= Read–write memory =

Read–write memory, or RWM, is a type of computer memory that can be easily written to as well as read from using electrical signaling normally associated with running a software, and without any other physical processes. (Note: Unlike ROM or "read-only memory" and distinct from EEPROM.) The related storage type RAM means something different; it refers to memory that can access any memory location in a constant amount of time.

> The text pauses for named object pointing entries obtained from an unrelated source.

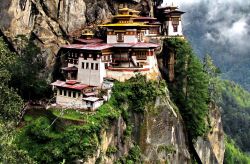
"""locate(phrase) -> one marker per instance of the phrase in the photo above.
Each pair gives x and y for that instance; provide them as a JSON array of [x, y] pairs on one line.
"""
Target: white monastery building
[[127, 51]]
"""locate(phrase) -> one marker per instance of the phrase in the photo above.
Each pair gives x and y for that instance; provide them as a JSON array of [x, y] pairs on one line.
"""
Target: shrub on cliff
[[189, 89]]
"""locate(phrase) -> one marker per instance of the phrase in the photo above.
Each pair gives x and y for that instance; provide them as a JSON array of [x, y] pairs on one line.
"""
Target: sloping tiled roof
[[95, 47], [135, 45], [88, 41], [76, 86]]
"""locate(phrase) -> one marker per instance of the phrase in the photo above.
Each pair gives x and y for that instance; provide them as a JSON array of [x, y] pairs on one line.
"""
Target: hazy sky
[[226, 20]]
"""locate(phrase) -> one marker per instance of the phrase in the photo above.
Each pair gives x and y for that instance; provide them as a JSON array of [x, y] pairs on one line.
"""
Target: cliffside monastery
[[92, 65]]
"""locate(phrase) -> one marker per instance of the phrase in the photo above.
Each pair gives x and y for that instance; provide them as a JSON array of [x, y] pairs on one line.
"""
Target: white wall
[[111, 39], [130, 39], [69, 101], [91, 76], [171, 29]]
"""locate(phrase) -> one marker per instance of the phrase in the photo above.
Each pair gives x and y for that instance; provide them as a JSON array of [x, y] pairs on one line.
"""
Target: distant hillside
[[221, 30], [236, 113]]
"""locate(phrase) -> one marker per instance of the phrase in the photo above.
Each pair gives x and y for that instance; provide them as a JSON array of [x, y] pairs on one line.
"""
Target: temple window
[[96, 66], [141, 55], [175, 28], [120, 37], [85, 57]]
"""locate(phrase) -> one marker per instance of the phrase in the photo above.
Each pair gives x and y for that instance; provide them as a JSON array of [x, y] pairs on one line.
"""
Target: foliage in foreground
[[10, 105], [50, 143], [189, 90], [236, 113], [234, 155]]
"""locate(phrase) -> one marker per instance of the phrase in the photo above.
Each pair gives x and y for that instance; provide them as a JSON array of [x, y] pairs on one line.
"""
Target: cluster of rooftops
[[89, 63]]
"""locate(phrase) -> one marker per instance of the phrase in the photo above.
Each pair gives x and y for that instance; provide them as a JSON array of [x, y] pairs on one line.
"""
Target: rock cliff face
[[211, 148], [160, 130], [51, 22]]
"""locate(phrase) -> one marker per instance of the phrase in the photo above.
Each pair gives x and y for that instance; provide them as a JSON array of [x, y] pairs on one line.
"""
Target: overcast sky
[[226, 20]]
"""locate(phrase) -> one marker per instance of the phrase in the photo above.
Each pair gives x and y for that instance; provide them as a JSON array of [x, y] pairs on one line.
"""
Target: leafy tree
[[10, 105], [212, 71], [190, 86]]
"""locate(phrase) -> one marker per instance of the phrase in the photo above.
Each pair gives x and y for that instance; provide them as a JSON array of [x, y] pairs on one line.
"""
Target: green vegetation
[[134, 156], [46, 141], [111, 150], [69, 114], [236, 113], [10, 105], [189, 90], [234, 155], [169, 149]]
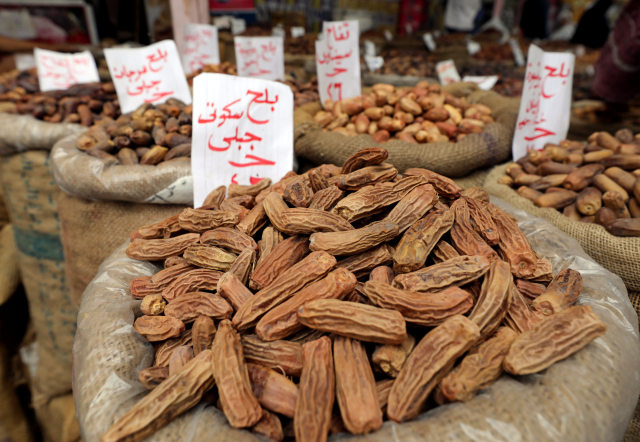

The term might also refer to memory locations having both read and write permissions. In modern computer systems using memory segmentation, each segment has a length and set of permissions (Note: For example, read, write, or execute) associated with it.

==Types==
Read–write memory is composed of either volatile or non-volatile types of storage. Volatile memory is usually in the form of a microchip or other hardware that requires an external power source to enable data to persist. Non-volatile memory is considered static, or storage-type memory. This means that you can write data to it, and that information will persist even in the absence of a power source. Typically read-write speeds are limited to its bandwidth or have mechanical limitations of either rotation speeds and arm movement delays for storage types such as Cloud Storage, Hard Disk Drive or CD-RWs, DVD-RWs, SD cards, Solid-State Drive, SRAM, and DRAM, or other integrated circuitry.

==History==
San Francisco in 1956, IBM was the first company to develop and sell the first commercial Hard Disk Drive (HDD). The drive was the Model 350 disk storage unit, which was 3.75 megabytes of data storage capacity and had fifty 24-inch diameter disks stacked on a spindle and sold to Zellerbach paper.